With Jeff and Mr Truth settled down to watch a film I decided to have a little prowl around with my camera to "see what I can see". One thing led to another and before long I had wandered beyond Diglis Basin and down to the River Severn and along to the Diglis Hotel.

Worcester Cathedral

Then I sped the Cathedral all lit up for the night and yet more photo opportunities in and around the surrounding streets.

Worcester Cathedral Close

Having got lost I decided to try and find the Commandery which I know is on the canal, but along the way stumbled across the old Worcester Porcelain Works, with its long curving facade.

Worcester Porcelain

Worcester - an interesting city and well worth a nocturnal vist.

Gate to Kings School

I eventually found my way to the Commandery, the last access point to the towpath and then back to Diglis Basin. I was worrying about waking Mr Truth when I got back in, but I shouldn't have worried. Even at 11.30pm the film was still running and they hadn't even noticed that I was missing.

Monday 21 June 2010

Cannock Chase

Walking on Cannock Chase
June 2010

Following our day of theory we embarked on a 15 km hike over Cannock Chase, traversing the featureless sections to test our navigation skills.

Beaudesert Campsite

Walkers and Mountain Bikers vie for space.

I now have renewed respect for the Chase, both for its beauty and its complexity of terrain. The rolling landscape is heavily forested with sharp little valleys here and there containing threads of lakes which sit like little strings of pearls around a lady's neck, each lake in a rolling ocean of green - all very pretty.

Lake near Beaudesert

Our route took us towards Slitting Mill, but sadly our rapid progress meant that the pub wasn't open, and the party were not inclined to wait. We pressed on beside Rising Brook passing a row of terraced houses with gardens backing right onto the stream, one including a quite surreal statue.

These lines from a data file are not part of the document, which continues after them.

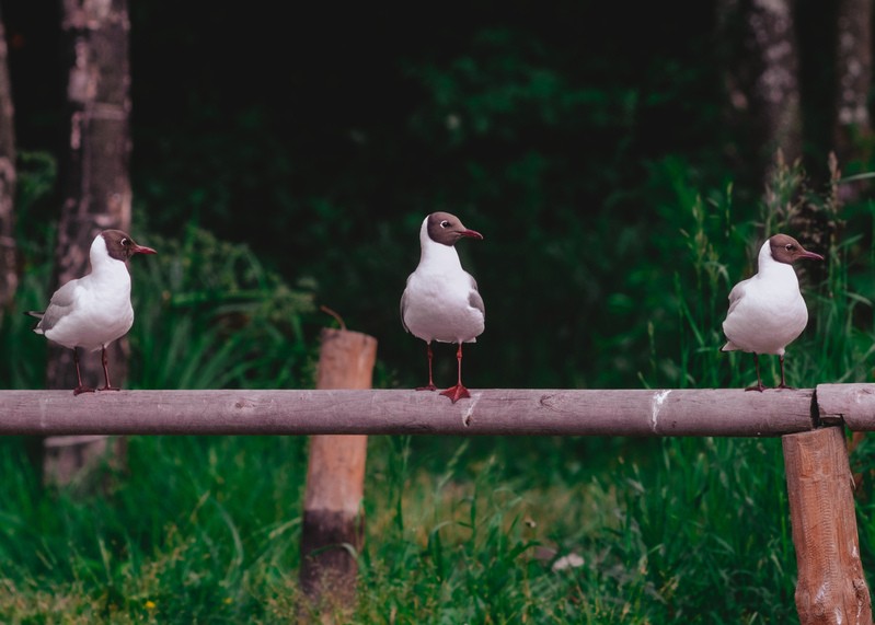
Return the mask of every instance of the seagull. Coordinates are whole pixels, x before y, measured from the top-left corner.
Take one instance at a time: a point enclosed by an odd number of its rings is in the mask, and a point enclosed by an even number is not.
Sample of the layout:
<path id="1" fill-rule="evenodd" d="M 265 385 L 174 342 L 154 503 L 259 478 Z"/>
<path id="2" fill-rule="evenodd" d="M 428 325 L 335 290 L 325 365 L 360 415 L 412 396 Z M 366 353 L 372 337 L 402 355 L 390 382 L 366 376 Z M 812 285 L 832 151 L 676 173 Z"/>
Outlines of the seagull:
<path id="1" fill-rule="evenodd" d="M 476 343 L 486 316 L 477 282 L 462 269 L 456 252 L 456 242 L 462 238 L 483 239 L 483 235 L 467 229 L 449 212 L 426 217 L 419 229 L 419 264 L 407 278 L 401 298 L 401 324 L 427 346 L 428 384 L 417 391 L 437 390 L 431 378 L 431 342 L 459 344 L 458 381 L 440 393 L 453 404 L 471 396 L 462 384 L 462 343 Z"/>
<path id="2" fill-rule="evenodd" d="M 721 351 L 752 351 L 757 367 L 757 384 L 745 391 L 763 391 L 760 378 L 760 354 L 774 354 L 781 360 L 781 384 L 784 379 L 784 348 L 796 339 L 808 323 L 808 309 L 799 292 L 799 280 L 793 263 L 799 258 L 822 261 L 786 234 L 775 234 L 763 243 L 757 261 L 758 273 L 738 282 L 729 292 L 729 312 L 723 322 L 728 342 Z"/>
<path id="3" fill-rule="evenodd" d="M 73 389 L 73 395 L 94 392 L 94 389 L 82 384 L 79 347 L 87 351 L 102 350 L 106 385 L 101 391 L 118 391 L 110 384 L 106 346 L 127 334 L 134 324 L 130 274 L 126 264 L 134 254 L 157 252 L 138 245 L 120 230 L 104 230 L 91 243 L 91 271 L 55 291 L 45 312 L 26 313 L 39 320 L 34 327 L 36 334 L 73 350 L 76 377 L 79 381 L 79 385 Z"/>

Inhabitant of Slitting Mill

Then is was deep into the park passing yet more lakes which are heavily used by fishermen, before rising up to the Visitor Centre for a well earned break. This was the site of the old Army base, all long since demolished but still the outline remains on the ground and was playing host to an MG rally at the time of our visit.

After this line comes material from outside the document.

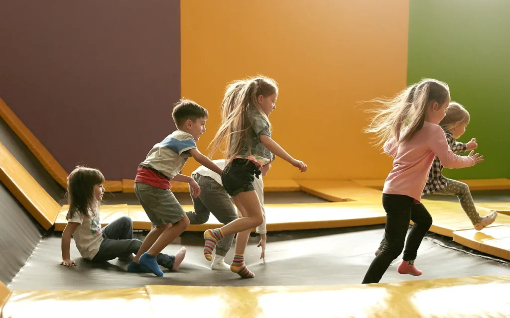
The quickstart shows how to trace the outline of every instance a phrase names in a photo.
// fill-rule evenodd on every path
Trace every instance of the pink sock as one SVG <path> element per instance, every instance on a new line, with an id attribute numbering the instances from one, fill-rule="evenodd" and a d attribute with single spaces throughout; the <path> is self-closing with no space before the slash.
<path id="1" fill-rule="evenodd" d="M 413 276 L 419 276 L 422 273 L 414 266 L 414 260 L 402 260 L 397 268 L 397 272 L 399 274 L 409 274 Z"/>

The return to Beaudesert was rather more direct and shorter than the outward leg - following Marquis's Drive most of the way. The puzzling thing was that our group set off 30 mins before the others, we walked very fast with few stops but by some miracle were the last back - in one case being beaten by a group that came in a full 2 hours before us. A little bit of cheating was going on I suspect.

Self portrait

No matter, it was the first time I have really had a chance to explore the Chase and my dedicated camera carrying was rewarded with a number of interesting photos.

Sunday 20 June 2010


Beaudesert - Duke of Edinburgh training
June 2010

I think I may have mentioned that I am training to be a Duke of Edinburgh Award Expedition Supervisor. This is a great thing to do but is rather time consuming - about 8 weekends between Easter and the summer which equates to about one on and one off.

Evening sunsine
Actually, the training isn't DofE specific, and is a general Basic Expedition Leadership NVQ qualification. It's also not that hard, if fact it is largely navigation and walking which is anything but a chore, but it is time away from the family. The bad bit is having to sleep out in tents, an activity which I had mentally put behind me when we bought Wand'ring Bark.

Ornate chimneys

Hey ho - last weekend it was Beaudesert on Cannock Chase plus tent selection, expedition food and group leadership. Whilst everyone else was watching the pre match build up (England vs USA) I went for a photographic wander.